Smart contacts may not be that far off

Samsung recently filed a patent for smart contacts, lenses with built-in antennae to send info to – and receive it from – a smart device.

It may sound like something out of a sci-fi story, but we may be getting closer to the reality of wearable, smart contact lenses.

According to the Samsung enthusiast site, SamMobile, Samsung recently applied for, and was granted, a patent for smart contact technology in Korea. That doesn’t necessarily mean we’ll be throwing technology on top of our eyeballs in the immediate future, but it seems more and more likely that it is inevitable.

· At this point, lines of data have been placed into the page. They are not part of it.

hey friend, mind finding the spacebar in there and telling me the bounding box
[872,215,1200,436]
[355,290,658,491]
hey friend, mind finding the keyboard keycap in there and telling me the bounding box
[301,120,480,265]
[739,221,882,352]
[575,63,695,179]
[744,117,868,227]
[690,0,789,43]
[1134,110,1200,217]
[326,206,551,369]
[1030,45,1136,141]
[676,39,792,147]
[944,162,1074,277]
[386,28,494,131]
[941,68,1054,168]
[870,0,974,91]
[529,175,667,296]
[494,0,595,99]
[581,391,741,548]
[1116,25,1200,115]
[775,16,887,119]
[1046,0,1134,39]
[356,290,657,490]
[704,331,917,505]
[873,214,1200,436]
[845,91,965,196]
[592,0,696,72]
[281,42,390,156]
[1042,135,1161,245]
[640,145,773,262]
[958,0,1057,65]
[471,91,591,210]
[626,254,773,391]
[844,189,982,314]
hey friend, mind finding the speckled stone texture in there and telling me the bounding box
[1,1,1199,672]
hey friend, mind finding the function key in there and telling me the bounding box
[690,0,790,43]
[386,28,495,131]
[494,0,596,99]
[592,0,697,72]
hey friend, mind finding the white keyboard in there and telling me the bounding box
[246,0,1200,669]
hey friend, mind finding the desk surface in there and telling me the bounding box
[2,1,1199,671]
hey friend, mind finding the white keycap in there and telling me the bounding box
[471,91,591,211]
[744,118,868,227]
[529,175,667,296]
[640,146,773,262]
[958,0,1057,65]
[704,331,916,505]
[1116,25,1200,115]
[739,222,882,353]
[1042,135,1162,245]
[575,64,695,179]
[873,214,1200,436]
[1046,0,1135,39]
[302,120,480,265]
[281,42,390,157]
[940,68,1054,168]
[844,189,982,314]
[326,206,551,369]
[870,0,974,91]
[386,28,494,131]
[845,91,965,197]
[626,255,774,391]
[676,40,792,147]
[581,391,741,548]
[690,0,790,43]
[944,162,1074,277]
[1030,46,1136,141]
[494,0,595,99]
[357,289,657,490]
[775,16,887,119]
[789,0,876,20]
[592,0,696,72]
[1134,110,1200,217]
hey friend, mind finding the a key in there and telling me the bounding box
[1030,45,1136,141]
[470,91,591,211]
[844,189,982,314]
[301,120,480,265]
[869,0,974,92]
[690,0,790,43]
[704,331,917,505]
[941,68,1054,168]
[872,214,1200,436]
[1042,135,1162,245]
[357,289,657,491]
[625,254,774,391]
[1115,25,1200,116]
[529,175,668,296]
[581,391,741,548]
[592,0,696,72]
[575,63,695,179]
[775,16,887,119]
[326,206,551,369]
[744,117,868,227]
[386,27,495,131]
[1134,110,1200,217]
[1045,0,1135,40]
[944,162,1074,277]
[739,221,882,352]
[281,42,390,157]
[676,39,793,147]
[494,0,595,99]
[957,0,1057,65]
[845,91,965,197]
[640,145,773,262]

Although Google Glass wasn’t quite the next stage in wearable technology that it was hyped to be, the idea to display information where only the wearer can see it – and take pictures based on your line of sight – isn’t going away any time soon. According to the patent, the contact would feature a built in camera with sensors controlled by blinking. The antennae in the contacts would then transmit the data to an external device like a smartphone or tablet, where it would be processed and saved.

Samsung isn’t the only one considering this type of technology, nor is it an especially new idea. Samsung initially attempted to file for a smart contacts related patent in 2014, but it was beat to the punch by Google, who received two patents for smart contacts. Its slant seemed to be a little different though, and included a patent for flexible technology that could analyze the wearer’s tear fluid to test their blood sugar levels. The technology used for that was similar to what Samsung is considering though.

The tech is still very much in the experimental phases, and there is a chance it will never see the light of day, but it feels like a logical next step (albeit possibly an uncomfortable one). Google Glasses didn’t exactly set the world on fire, but if a company is able to offer something people can wear that is – in theory – completely unobtrusive and gives them some tangible benefit, it seems likely that someone will capitalize on it, even if that isn’t Samsung.

Beyond just the somewhat unnecessarily voyeuristic and borderline creepy idea of contacts that can take pictures without anyone noticing, – again, theoretically – the lenses could provide the wearer with all manner of information sent via a smartphone. From maps to facial recognition to the ability to identify ingredients in foods (handy for people with allergies) could all be displayed in a way that only you see it.

In short, it could fulfill the promise of the Google Glasses, just without the ugly glasses.